Friday, June 27, 2008


So, this is my favourite, Quaker Oatmeal ;)
I love it, isn't because I'm on diet, but I really love the taste. 3 tablespoons of Oatmeal, and a tablespoon of milk powder (I always add Nestle Omega). Hmmm...Heaven! ^^

I'm okay with Quaker Instant oatmeal, but I still prefer Quaker Quickcook. By the way, do you think I'm very free? Cooking in the office doesn't seems to be a very wise idea, LOL! Usually, I pour boiling water in a ceramic bowl, and cover the bowl with a small plate. 15 minutes later, add in milk powder and it's ready to serve.

I only love when it's served in a bowl, the taste just won't be the same if I use mug for oatmeal. Weirdo :P But there is a problem, there were no bowls in the office. I used mug to make oatmeal for all the while, until that day, Kevin's mum brought us some glass plates and bowls.

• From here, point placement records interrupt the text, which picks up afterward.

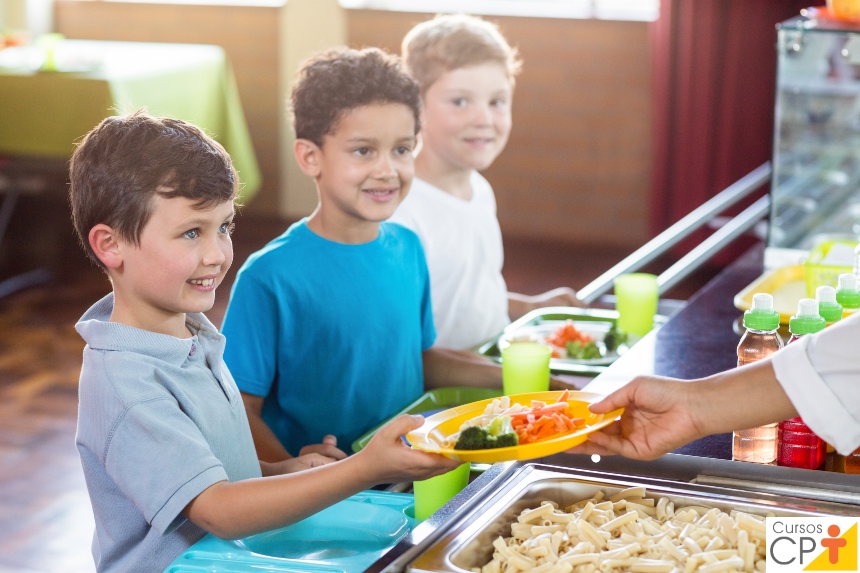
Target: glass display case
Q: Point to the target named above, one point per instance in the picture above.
(815, 189)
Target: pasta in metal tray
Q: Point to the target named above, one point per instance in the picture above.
(629, 532)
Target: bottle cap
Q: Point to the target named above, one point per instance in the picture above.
(828, 308)
(847, 294)
(761, 316)
(807, 320)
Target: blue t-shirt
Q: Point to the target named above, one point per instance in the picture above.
(331, 334)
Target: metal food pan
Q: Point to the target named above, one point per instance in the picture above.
(469, 543)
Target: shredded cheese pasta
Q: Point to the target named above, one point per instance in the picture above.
(629, 532)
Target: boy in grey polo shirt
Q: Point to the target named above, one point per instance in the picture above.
(162, 432)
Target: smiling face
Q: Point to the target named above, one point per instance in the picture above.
(363, 170)
(467, 117)
(182, 256)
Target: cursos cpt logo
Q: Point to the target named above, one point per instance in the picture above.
(811, 543)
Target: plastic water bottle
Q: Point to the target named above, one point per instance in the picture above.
(847, 294)
(798, 446)
(758, 445)
(829, 309)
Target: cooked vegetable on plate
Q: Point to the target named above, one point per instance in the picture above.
(505, 425)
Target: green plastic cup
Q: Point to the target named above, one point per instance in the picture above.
(636, 297)
(433, 493)
(525, 368)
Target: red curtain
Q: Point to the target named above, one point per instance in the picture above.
(714, 79)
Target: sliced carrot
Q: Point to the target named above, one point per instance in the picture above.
(545, 432)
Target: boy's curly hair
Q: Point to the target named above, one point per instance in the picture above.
(452, 41)
(126, 160)
(342, 79)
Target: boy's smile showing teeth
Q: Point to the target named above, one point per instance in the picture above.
(467, 120)
(363, 170)
(382, 194)
(207, 283)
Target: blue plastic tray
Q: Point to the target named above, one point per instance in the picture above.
(344, 538)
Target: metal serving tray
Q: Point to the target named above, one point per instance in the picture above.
(555, 316)
(469, 543)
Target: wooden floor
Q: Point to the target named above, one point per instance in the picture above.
(46, 523)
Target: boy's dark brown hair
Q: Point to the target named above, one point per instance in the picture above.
(126, 160)
(342, 79)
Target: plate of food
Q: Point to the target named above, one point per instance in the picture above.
(575, 342)
(519, 427)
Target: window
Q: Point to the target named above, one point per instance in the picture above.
(642, 10)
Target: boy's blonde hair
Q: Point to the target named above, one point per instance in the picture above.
(452, 41)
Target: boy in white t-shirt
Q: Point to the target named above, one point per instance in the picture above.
(466, 72)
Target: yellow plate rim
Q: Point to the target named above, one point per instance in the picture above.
(420, 438)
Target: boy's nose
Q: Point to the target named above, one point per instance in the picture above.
(214, 254)
(384, 168)
(484, 115)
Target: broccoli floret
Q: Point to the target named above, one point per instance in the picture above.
(582, 352)
(472, 438)
(477, 438)
(614, 338)
(506, 440)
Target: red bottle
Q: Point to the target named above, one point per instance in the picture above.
(798, 446)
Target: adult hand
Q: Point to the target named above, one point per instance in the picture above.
(389, 460)
(659, 416)
(327, 448)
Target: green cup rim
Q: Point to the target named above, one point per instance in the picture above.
(527, 350)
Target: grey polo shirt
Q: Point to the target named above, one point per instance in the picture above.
(159, 420)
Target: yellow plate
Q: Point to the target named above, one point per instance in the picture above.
(437, 427)
(786, 284)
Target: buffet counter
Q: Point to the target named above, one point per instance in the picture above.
(698, 341)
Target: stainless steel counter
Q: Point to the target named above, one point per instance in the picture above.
(698, 341)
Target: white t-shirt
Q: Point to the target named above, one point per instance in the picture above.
(821, 375)
(463, 245)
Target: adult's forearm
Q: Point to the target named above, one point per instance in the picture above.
(741, 398)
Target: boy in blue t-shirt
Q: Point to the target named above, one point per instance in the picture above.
(164, 441)
(330, 325)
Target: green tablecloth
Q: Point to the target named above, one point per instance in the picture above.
(45, 113)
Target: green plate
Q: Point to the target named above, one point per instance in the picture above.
(434, 401)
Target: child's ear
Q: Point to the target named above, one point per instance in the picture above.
(308, 156)
(105, 244)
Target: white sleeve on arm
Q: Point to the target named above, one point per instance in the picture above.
(821, 376)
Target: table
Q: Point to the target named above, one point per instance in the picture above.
(43, 114)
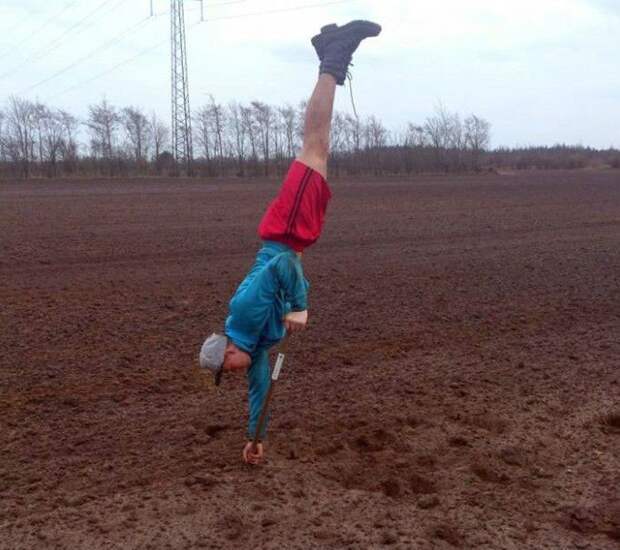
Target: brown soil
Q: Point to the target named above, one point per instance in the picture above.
(459, 385)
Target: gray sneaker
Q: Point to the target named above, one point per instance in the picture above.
(335, 46)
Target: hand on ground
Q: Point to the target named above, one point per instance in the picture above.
(296, 320)
(251, 456)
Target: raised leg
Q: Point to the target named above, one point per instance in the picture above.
(317, 126)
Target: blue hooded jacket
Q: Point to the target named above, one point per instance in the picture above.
(274, 287)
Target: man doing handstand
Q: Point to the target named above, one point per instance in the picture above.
(272, 300)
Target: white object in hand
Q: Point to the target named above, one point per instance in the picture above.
(278, 367)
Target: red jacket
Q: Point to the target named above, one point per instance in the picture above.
(296, 216)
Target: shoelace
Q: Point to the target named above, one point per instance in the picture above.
(350, 79)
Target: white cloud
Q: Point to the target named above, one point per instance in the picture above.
(540, 70)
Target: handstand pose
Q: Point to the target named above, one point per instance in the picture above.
(272, 299)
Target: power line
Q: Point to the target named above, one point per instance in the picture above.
(51, 46)
(49, 20)
(103, 47)
(219, 18)
(279, 10)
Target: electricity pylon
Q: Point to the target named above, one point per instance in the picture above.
(181, 114)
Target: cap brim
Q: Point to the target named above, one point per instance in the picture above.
(218, 376)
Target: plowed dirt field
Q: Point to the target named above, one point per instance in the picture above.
(458, 385)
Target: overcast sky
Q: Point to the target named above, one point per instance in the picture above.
(541, 71)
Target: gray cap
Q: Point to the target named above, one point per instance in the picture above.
(212, 355)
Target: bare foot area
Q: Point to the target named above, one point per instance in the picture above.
(458, 385)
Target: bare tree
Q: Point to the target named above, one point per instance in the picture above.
(103, 121)
(477, 137)
(238, 132)
(160, 134)
(53, 136)
(263, 115)
(415, 136)
(376, 134)
(138, 132)
(2, 137)
(20, 130)
(203, 126)
(251, 128)
(217, 119)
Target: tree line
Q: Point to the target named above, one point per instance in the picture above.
(257, 138)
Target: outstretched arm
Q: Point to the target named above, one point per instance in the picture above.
(258, 376)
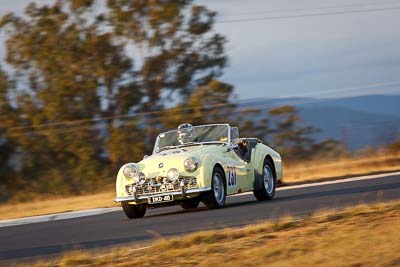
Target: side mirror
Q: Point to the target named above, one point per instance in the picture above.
(232, 146)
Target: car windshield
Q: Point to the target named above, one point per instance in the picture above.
(196, 135)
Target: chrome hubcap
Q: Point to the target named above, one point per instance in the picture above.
(268, 179)
(219, 191)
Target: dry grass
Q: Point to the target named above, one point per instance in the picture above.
(362, 236)
(48, 206)
(306, 171)
(320, 169)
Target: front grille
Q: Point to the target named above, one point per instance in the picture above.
(152, 187)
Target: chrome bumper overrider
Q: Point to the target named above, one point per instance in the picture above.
(184, 192)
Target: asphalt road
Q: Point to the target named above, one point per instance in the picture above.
(25, 242)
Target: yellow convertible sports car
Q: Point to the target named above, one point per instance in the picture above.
(198, 163)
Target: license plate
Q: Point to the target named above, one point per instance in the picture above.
(161, 199)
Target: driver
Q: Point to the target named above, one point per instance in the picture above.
(185, 133)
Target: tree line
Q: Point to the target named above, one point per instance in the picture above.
(86, 86)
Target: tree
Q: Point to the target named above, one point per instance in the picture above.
(66, 71)
(89, 83)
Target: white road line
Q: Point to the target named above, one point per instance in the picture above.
(338, 181)
(91, 212)
(56, 216)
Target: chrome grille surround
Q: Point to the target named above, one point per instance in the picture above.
(150, 187)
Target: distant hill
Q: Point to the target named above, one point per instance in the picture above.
(356, 121)
(376, 104)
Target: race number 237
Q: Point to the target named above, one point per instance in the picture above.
(232, 179)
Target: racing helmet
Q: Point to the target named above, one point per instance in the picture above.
(185, 133)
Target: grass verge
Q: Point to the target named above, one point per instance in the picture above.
(361, 236)
(306, 171)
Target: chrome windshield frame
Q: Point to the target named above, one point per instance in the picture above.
(228, 143)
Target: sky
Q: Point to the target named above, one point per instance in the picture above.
(303, 48)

I was very happy! But I know I shouldn't pour boiling water in a glass bowl, it will break. Anyway, I decided to experiment the heat-resistant of the glass bowl. 15 minutes later, it was ALRIGHT! It didn't break and my oatmeal tasted great in it! :D

So the second day, I use the same bowl for my oatmeals.

It hurts!!!

My first thought was
"I'm going to die I'm going to die, the glass will go in my flesh and my arteries will lead the glass to my heart, I will die young"

HAHAHAHA, kidding only :P

It was really hurt, I just let it go

HAPPY Bokeh :P
You can't see from the photo, but it was REALLY PAINFUL, glad the bowl didn't cut my hand.

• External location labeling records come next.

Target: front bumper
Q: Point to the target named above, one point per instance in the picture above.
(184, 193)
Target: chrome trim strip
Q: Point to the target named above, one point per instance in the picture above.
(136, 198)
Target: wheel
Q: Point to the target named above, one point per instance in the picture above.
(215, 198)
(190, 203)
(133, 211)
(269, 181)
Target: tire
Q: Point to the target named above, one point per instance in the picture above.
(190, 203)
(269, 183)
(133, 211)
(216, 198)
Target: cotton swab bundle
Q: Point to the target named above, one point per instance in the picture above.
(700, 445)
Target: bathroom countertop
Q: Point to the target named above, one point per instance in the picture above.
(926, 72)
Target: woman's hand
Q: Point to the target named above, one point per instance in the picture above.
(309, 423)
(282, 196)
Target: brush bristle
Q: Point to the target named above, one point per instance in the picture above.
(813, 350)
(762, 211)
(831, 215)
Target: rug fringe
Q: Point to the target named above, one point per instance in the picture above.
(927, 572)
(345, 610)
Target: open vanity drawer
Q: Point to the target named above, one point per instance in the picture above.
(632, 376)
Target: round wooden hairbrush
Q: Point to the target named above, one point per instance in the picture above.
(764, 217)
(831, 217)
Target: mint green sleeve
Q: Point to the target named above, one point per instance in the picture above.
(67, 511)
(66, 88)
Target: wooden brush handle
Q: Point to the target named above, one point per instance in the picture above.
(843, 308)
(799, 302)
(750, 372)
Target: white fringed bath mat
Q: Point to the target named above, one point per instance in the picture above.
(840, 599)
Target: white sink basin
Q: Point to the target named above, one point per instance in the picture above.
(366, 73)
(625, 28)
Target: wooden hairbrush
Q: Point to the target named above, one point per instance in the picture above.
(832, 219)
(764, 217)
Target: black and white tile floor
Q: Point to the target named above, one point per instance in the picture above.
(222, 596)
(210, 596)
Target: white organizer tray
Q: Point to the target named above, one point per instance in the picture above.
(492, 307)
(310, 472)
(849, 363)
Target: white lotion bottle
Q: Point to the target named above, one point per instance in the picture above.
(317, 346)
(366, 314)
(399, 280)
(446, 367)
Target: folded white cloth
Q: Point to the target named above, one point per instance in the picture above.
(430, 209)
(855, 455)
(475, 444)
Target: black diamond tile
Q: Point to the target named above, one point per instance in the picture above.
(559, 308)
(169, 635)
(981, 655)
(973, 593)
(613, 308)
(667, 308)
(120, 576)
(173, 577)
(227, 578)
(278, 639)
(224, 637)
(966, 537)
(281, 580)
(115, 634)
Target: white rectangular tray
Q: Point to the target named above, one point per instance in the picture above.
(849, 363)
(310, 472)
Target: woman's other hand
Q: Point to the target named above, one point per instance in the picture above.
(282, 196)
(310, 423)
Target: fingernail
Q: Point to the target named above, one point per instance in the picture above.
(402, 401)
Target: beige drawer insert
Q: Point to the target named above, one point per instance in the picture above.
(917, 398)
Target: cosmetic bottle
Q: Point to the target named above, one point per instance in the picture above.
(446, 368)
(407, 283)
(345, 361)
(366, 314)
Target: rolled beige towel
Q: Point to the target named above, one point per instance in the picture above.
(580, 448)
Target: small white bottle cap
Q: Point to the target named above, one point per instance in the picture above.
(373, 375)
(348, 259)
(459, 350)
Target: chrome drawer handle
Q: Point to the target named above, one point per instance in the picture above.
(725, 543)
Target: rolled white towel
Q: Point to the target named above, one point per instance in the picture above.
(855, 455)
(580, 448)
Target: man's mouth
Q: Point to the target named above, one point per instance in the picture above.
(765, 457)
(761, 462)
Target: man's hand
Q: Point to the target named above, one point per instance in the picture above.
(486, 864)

A photo of me with the corpse

Sigh...I've got to use mug for my oatmeal again.

Why does a glass break when you pour boiling water in it?


Mike said...

I'm guessing it wasn't a pyrex bowl. Basically, it comes down to thermaldynamics - the structural effect of thermal gradients. As you pour hot water into a cold bowl, the bowl heats up and gets bigger. The problem is that only the part of the bowl in contact with the water heats up quickly. The rest of the bowl only heats up by conduction through the walls of the bowl.

The problem is that where you have the border between hot bowl and cold bowl, you have part of the bowl trying to get bigger, and part of the bowl trying to stay the same size, and eventually, they just agree to disagree and part ways }crack!{. Pyrex (or other borosilicate or quartz glasses) have much less problem with this as they either don't expand as much with heat, or are much stronger, so they hold together long enough for the whole bowl to heat up and grow uniformly.


More than you probably wanted to know about glassware. Yes, I've worked some in related fields. :P

violetmay said...

I'm really know a lot, Mike! :))
I should call you "Sifu" (Master) ^^

Mike said...

I've had one job that worked with hot glass, and one that worked with breaking glass, put them together, and you've got a party!

It's pretty cool stuff (no pun intended), actually.